In the course of the above, it occurred to me, why not cache the class itself? The key to caching with Cache_Lite is to find a unique $id. This was achieved in the old coding with fQueryToID(), which simply strips out all white space and quotation and lower-cases the query-string to yield a unique ID from the sql-query:

   function fQueryToID( $str ) { // make a SQL query string suitable for a cache id
      $s=array("&&","||","\t","\n","\r","\0",0x0B," ","\"","\'","\`");
      $r=array('and','or');
      return str_replace( $s, $r, strtolower( $str ));
   }

Simple, quick and very effective.
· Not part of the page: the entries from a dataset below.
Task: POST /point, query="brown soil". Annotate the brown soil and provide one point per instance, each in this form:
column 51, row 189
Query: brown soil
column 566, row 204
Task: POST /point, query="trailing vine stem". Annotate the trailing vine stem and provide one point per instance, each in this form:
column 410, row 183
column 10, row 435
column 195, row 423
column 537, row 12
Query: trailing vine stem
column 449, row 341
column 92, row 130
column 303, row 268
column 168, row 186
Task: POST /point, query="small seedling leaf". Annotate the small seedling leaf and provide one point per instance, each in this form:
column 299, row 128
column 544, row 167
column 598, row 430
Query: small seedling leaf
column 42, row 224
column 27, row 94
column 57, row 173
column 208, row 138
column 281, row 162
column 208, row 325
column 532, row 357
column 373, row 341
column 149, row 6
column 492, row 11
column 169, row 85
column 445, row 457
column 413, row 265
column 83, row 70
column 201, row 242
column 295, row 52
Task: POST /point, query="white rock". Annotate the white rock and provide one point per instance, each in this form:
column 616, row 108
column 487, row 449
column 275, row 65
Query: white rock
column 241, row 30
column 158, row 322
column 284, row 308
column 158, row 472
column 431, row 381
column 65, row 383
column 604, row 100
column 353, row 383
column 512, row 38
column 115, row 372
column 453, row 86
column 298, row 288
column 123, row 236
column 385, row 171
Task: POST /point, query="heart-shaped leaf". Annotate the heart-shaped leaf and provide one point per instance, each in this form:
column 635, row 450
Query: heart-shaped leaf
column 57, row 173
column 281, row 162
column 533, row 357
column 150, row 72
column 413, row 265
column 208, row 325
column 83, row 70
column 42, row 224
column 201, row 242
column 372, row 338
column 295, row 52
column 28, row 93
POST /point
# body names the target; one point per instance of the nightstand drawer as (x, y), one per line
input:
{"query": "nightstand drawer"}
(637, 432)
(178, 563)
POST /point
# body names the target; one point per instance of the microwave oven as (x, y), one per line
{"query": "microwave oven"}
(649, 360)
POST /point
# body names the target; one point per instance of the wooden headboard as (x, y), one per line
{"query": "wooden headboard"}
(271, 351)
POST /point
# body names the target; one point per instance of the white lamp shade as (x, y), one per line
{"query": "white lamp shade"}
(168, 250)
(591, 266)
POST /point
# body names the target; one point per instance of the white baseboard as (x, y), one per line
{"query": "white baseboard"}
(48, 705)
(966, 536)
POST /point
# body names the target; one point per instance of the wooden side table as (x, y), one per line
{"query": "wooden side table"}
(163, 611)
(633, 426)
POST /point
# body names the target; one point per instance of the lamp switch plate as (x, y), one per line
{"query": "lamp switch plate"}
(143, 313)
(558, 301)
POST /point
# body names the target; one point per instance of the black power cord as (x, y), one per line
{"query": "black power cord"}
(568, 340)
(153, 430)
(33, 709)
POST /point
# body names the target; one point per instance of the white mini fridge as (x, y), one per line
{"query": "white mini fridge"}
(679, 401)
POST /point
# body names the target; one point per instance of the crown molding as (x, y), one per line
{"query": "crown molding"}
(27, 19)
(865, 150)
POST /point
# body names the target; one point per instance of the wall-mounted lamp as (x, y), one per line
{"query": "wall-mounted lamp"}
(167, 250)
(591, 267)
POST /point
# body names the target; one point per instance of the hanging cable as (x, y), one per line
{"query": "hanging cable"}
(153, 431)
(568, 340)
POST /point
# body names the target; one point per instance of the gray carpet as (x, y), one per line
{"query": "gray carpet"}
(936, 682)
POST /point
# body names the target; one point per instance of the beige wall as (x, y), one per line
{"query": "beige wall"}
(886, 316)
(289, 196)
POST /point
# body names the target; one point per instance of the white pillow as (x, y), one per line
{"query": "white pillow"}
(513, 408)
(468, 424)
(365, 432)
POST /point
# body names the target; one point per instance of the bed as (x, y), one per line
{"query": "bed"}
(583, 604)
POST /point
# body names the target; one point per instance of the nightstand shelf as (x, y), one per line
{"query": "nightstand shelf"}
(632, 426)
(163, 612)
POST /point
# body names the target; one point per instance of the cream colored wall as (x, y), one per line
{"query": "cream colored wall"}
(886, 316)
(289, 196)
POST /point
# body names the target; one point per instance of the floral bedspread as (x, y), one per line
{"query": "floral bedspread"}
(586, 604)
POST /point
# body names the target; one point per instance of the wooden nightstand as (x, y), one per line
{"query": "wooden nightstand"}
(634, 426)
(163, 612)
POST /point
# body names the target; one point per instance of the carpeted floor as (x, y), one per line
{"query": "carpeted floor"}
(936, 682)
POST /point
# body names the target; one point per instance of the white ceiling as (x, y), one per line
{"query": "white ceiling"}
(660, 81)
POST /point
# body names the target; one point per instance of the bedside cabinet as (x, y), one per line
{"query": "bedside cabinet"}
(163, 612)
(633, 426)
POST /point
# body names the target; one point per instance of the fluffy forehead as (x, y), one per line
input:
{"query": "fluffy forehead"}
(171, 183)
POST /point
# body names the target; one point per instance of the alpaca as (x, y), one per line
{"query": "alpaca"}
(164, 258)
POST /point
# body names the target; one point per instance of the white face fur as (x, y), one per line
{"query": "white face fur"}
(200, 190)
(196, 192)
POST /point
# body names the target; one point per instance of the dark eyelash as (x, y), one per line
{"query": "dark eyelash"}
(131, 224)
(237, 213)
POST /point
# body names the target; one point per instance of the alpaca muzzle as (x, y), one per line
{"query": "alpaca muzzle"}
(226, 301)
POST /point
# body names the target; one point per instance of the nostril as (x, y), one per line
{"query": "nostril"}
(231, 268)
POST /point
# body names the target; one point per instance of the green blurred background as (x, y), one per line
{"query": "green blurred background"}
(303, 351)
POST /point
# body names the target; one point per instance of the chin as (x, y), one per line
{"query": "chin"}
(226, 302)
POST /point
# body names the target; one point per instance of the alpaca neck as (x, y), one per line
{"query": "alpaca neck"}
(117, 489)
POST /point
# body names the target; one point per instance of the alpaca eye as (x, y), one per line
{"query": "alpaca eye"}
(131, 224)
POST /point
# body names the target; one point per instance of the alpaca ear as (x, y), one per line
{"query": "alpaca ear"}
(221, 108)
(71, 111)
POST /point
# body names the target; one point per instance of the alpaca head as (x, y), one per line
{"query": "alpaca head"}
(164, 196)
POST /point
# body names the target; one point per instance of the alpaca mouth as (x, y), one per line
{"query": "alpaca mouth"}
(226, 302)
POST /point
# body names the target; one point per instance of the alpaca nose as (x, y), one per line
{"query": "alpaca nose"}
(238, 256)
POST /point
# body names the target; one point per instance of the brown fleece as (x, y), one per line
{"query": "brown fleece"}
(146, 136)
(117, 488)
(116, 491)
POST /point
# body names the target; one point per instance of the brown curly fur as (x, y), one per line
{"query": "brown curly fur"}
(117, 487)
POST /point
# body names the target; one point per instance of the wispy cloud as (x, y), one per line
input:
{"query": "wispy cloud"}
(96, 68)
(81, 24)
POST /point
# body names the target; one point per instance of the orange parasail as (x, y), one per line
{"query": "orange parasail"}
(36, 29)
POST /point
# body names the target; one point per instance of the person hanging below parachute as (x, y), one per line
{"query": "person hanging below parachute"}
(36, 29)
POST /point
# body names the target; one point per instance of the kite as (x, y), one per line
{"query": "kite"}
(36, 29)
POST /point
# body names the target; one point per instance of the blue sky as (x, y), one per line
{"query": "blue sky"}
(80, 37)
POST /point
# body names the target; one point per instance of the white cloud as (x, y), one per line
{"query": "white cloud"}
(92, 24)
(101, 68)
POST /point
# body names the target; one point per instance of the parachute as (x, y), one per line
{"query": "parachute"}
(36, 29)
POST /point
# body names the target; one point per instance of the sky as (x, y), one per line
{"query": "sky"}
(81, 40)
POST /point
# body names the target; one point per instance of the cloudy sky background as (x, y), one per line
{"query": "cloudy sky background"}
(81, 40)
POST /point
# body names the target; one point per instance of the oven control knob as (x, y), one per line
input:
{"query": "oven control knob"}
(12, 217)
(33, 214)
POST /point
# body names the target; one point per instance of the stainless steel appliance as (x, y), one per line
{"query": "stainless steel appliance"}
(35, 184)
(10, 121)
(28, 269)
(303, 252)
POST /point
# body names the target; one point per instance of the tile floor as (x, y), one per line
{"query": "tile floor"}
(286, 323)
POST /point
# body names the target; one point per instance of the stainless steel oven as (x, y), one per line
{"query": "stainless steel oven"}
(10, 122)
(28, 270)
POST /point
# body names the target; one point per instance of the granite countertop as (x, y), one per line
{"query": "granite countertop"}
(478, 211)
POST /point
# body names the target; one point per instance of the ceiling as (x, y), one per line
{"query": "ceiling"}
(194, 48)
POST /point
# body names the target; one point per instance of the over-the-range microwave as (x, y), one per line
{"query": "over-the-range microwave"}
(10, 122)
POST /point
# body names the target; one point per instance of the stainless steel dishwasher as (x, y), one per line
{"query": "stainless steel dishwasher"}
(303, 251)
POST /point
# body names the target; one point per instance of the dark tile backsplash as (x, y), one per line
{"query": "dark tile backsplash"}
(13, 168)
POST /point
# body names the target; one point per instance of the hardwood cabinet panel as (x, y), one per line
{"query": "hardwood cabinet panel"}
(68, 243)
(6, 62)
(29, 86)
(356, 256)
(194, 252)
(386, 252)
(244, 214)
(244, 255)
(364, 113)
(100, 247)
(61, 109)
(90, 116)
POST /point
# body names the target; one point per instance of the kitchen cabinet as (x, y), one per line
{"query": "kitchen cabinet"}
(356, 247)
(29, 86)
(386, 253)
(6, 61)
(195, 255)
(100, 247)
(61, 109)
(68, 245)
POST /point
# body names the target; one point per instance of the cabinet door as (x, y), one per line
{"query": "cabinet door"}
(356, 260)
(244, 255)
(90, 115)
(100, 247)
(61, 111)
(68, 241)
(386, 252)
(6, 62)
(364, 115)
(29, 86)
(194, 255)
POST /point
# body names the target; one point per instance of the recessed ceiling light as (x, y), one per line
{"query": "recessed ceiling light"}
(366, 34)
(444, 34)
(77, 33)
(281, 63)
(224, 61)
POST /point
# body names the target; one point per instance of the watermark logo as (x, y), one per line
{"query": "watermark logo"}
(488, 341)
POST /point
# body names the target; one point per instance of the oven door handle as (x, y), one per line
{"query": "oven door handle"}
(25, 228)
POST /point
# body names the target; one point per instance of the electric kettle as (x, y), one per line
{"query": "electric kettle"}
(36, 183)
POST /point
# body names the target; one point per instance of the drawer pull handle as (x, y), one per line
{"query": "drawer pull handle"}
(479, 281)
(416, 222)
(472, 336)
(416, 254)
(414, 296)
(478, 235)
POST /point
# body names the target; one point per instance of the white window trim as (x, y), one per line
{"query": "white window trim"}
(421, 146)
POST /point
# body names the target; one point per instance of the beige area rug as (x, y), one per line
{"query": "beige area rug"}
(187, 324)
If, however, the Class is to be cached, then the $home, $end, $next, $prev navigation buttons plus the $start & $entry values will also have to be concatenated into the ID. Here is one solution:

   $ShowRows   = 50;
   $select     = "select fields";
   $from       = "table + table-joins";
   $where      = "is-a-chip";
   $group      = "chip-name, chipset-name";
   $rowsQ      = "SELECT $select FROM $from WHERE $where GROUP BY $group";

   $id         = fQueryToID( $rowsQ ).
      (( $end or $home )?
         (( $end ) ? 1 : 0 ):
         (( $next )? 1 : 0 ).(( $prev )? 1 : 0 ).$start.$entry
      );
   $options    = array(
      'cacheDir'	=> directory-name,
      'lifeTime'	=> one-week
   );
   $cache      = new Cache_Lite( $options );
   $options[ 'automaticSerialization' ] = TRUE;
   $cacheClass = new Cache_Lite( $options );
   if( !( $body = $cache->get( $id, chips-group ))) { // cache miss
      $search   = "Name < '$entry'";
      $count    = "SELECT COUNT( DISTINCT CONCAT_WS( ' ', $group )) FROM $from";
      $searchQ  = (int) ( mysql_query( "$count WHERE $where && $search" ));
      $totalQ   = (int) ( mysql_query( "$count WHERE $where" ));

      $class    = new Search( $searchQ, $totalQ, $ShowRows );

      $r        = mysql_query( "$rowsQ LIMIT $start,$ShowRows" );
      $body     = "";
      while( list( $var1, $var2, ... ) = mysql_fetch_row( $r )) {
         ...
         $body .= a-line-of-html-code;
         ...
      }
      $cache      -> save( $body,  $id, chips-group );
      $cacheClass -> save( $class, $id, chips-class-group );
   } else {
      $body    .= caching-notice;
      $class    = $cacheClass -> get( $id, chips-class-group );
   }
   $navigate   = $class -> showNav();

This now is 0.06 secs for an entire cached page, which essentially is how long all the non-static elements of the page take to prepare. A total time reduction of 90% - pretty good, huh?.